O diário também estima que ao apelar a “um Governo económico” da zona euro,

François Holland segue à letra Angela Merkel, que propôs, há um ano, uma união política. Na altura, achou a proposta vazia. Hoje, já não é o caso. Levar os alemães à letra, é uma boa estratégia. A França volta finalmente a apresentar uma ideia à mesa europeia. Mas para esta iniciativa ser credível, Hollande deverá reorganizar a França.

Na Alemanha, as declarações de François Hollande não despertaram o mesmo entusiasmo. Die Welt considera que a sua “alegada ofensiva é essencialmente constituída por medidas já apresentadas pelo seu predecessor”, quer seja o

Governo económico europeu solicitado por Sarkozy, em outubro de 2008 perante o Parlamento Europeu em Estrasburgo, ou a ideia das obrigações europeias que, por motivos estratégicos, já não se chamam eurobonds no regime de Hollande, para que sejam um dia aceites pelos alemães.

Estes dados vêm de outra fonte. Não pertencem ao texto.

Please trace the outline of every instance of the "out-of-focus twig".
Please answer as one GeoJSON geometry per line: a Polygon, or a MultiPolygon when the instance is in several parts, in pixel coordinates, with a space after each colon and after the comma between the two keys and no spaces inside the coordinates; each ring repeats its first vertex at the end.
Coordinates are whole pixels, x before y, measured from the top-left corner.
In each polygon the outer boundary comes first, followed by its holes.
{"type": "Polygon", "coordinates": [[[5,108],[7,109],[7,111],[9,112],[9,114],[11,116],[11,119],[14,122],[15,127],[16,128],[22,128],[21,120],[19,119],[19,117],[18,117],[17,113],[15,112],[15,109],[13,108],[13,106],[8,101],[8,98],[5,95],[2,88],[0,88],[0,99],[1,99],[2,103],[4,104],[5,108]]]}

Quanto ao seu discurso sobre a Alemanha, Die Welt responde que se deve interpretar a atitude de Hollande, que consiste em “criticar fortemente a austeridade alemã, não apenas como uma posição ideológica, mas também como uma medida estratégica”:

Ao apresentar-se como aquele que luta contra o espetro do regime de austeridade defendido por Merkel, tenta obter uma maior margem de manobra que lhe permitirá, no melhor dos casos, promulgar reformas impopulares. Angela Merkel deveria portanto fazer-lhe o favor de servir de saco de boxe europeu durante mais algum tempo.